Não há sinais muito visíveis de desabastecimento na Faixa de Gaza, apesar de a Passagem de Karni, por onde entram e saem os produtos, estar fechada há dez dias. O Programa Mundial de Alimentação da ONU estima, no entanto, que o preço da farinha de trigo tenha subido 40%, e a escassez comece dentro de duas a quatro semanas.
A situação esteve relativamente tranqüila ontem – com exceção de um choque no sul do território entre o Exército israelense e milicianos palestinos, que deixou seis palestinos mortos e um israelense ferido. E do lançamento de cinco foguetes Qassam pelo Hamas no Deserto do Neguev, que deixou três israelenses feridos.
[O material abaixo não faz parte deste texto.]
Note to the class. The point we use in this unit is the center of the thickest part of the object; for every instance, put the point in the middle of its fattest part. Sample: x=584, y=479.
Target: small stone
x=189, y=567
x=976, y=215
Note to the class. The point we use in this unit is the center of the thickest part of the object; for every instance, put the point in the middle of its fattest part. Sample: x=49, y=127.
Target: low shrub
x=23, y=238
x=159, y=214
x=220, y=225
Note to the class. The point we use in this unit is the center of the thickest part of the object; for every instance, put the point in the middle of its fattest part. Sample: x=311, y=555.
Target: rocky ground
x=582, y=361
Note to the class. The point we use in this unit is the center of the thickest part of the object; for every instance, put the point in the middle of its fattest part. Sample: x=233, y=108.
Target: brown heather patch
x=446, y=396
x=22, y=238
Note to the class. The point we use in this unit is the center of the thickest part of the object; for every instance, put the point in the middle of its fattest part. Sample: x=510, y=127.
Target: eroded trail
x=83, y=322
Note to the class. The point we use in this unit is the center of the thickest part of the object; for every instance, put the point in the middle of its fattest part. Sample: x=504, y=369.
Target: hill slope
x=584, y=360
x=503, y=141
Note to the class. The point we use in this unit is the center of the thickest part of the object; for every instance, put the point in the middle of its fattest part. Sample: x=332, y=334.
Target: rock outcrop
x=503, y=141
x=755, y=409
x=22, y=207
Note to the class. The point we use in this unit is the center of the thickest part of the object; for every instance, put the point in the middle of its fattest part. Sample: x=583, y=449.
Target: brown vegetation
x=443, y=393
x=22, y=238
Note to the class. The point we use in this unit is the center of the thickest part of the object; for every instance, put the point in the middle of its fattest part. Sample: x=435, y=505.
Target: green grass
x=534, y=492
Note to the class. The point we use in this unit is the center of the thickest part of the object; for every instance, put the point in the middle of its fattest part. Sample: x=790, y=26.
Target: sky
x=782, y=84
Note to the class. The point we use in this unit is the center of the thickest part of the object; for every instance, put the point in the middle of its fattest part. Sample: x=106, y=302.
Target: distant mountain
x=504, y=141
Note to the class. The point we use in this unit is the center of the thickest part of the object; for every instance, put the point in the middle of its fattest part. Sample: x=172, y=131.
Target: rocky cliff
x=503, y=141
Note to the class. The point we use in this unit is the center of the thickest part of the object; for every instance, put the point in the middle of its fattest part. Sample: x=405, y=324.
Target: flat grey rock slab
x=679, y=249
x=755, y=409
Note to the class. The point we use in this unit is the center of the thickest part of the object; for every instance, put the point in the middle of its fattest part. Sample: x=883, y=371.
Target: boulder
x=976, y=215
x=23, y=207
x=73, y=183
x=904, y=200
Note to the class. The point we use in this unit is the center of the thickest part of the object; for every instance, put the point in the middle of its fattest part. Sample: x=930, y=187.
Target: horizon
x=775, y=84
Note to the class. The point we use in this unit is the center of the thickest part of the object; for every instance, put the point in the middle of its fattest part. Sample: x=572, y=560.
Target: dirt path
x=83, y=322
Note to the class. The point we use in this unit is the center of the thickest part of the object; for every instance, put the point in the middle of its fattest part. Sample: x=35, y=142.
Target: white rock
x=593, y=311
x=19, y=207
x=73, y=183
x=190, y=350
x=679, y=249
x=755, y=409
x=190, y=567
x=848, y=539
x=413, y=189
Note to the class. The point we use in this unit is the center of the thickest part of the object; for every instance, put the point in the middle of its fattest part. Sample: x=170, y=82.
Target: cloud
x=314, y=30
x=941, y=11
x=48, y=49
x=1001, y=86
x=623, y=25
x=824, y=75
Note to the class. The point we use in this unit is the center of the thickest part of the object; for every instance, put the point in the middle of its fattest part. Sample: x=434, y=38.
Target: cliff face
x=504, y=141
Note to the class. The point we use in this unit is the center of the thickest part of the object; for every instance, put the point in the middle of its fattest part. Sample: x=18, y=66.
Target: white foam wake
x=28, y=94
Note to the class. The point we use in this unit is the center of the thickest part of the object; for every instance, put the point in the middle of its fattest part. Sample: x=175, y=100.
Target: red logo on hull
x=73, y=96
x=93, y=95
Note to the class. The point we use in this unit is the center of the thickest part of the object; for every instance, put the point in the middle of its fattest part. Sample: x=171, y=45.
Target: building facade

Mas as marcas do maior confronto armado entre os palestinos estão por toda parte na cidade, demonstrando que a relativa rapidez com que o Hamas capturou o território – uma semana – não significa que tenha sido sem resistência. As grandes vidraças da fachada do hotel em que o repórter do Estado está hospedado converteram-se em pequenos cacos de vidro azuis amontoados num canto do meio-fio. O carro em que trafega também não tem os vidros de trás, e as rachaduras no seu pára-brisa formam uma teia. Há muitos edifícios parcialmente incendiados ou atingidos por balas de fuzis e metralhadoras.
O balneário Shalihad (chalés), o mais badalado da Praia de Gaza, construído em 1996 por ninguém menos que Suha Arafat, mulher do líder palestino, foi incendiado pelos partidários do Hamas. O pretexto: inimigos do Fatah tinham se abrigado ali. O lugar precisava ser “purificado”. A mensagem, para muitos moradores de Gaza: a “corrupção moral” do nacionalismo secular é passado.